= Video games in Greece =

Greece represents a small fraction of the global video games market, ranking 50th in a list of 100 countries in the consumption of digital products. The country has long overlooked the prospect of sustaining a video games industry (and has even in the past attempted to ban all electronic games in public places through the controversial law 3037/2002), instead placing focus on retail sales of video games. In light of recent actions to encourage production and distribution of digital games, the country's emerging, but still largely fragmented games industry currently consists of over 25 active video game developer studios and several individual creators.

==Greek video games market==
With a population of close to 11 million, Greece is a small market for video games. The Greek mainstream video games market yielded revenues of $112 million in 2017, while projections place the video game console market segment in Greece to amount to US$89m in 2020 (ranking 83rd in the world). The mobile gaming audience in Greece is similarly small, amounting to approximately 1.1 million active users, who represent 41% of internet users in the country. Mobile gaming is forecast to bring in close to US$40 million in revenue in 2020.

===Distribution===
CD Media, based in Athens, is the leading distributor in interactive entertainment software in South East Europe, as well as the local regional distribution representative of Nintendo of Europe for both Greece and the Balkans as of 2016.

===Media===
Greek-language online media have also covered video games, industry developments, and the local market in Greece, including Greek Video Games.

==Video game development==
Greece is characterized by a small and largely fragmented video games market, consisting mostly of indie micro-enterprises and individual developers. Characteristic of this landscape is the fact that in 2013, it is estimated that only 120 people were working in the games industry at just 11 registered companies. As a result, the number of developers, artists, programmers and designers leaving the country to seek better job opportunities in Cyprus, the United Kingdom and the United States is significant.

The most prominent inhibiting factor undermining the growth of the Greek video gaming industry is the lack of funding, as investors shy away from video game development in the wake of the Greek government-debt crisis. As recent as 2019, the Greek government has introduced incentives for video game production. These include a 35% cash rebate (with no cap) as well as a 30% tax deduction for audio-visual productions.

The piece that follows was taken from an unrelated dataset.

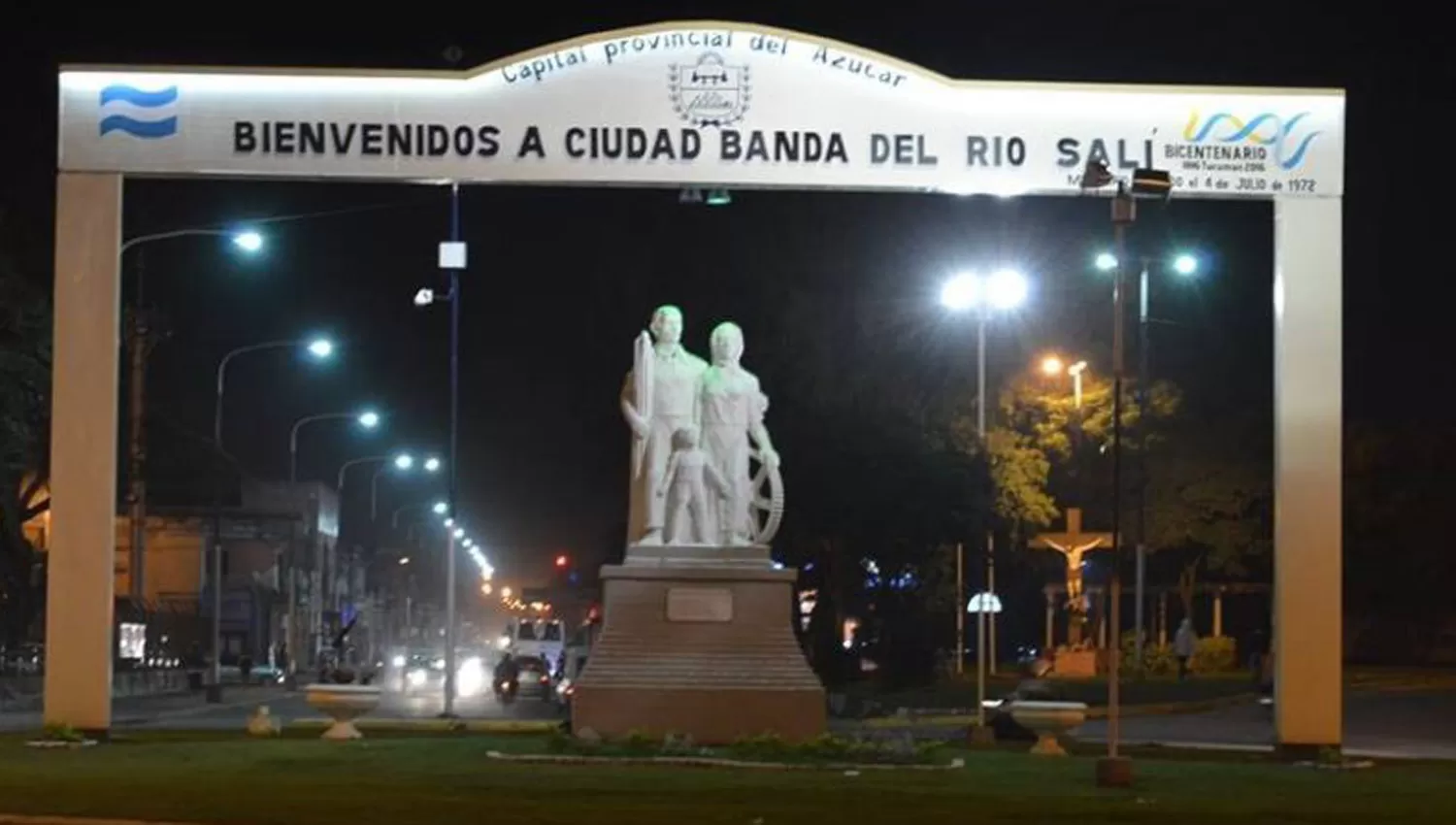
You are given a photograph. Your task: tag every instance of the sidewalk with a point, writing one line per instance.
(134, 710)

===Notable video game companies based in Greece===
- Aventurine (defunct), developers of the massively multiplayer online role-playing game Darkfall.
- Icehole Games, developers of World Basketball Manager and 1821: The Struggle for Freedom.
- InterAction studios, developer of the Chicken Invaders series of shoot 'em up games.
- Total Eclipse Games, developers of The Clockwork Man hidden object adventure video game series.
- Tenebra Studios, independent video game development company having worked for the localization of Uncharted 2: Among Thieves, Uncharted 3: Drake's Deception and God of War III in Greek.
- Pixel Reign, developers of Robbie Swifthand and the Orb of Mysteries

===Notable games developed in Greece===

- Chicken Invaders by InterAction studios, one of the longest running series of games (first release in 1999) produced in Greece, with a dedicated worldwide fanbase and regular updates.
- Conspiracies by Anima Interactive, one of the earliest (2003) adventure games developed in Greece, followed by a 2011 sequel, Conspiracies II - Lethal Networks.
- Darkfall (followed by its sequel, Darkfall Unholy Wars) MMO game developed by Aventurine, the largest independent video game development studio to have operated in the country.
- World Basketball Manager series by Icehole Games, the longest-running series of games developed in Greece, and the first Greek video game series to be published, and to establish an audience outside the country.
- The Shore is a 2021 Lovecraftian horror adventure video game developed by Greek indie developer Ares Dragonis.
- The Sweet Treats Man! is a 2022 horror action short video game developed by Greek indie developer Stathis Tsasakos.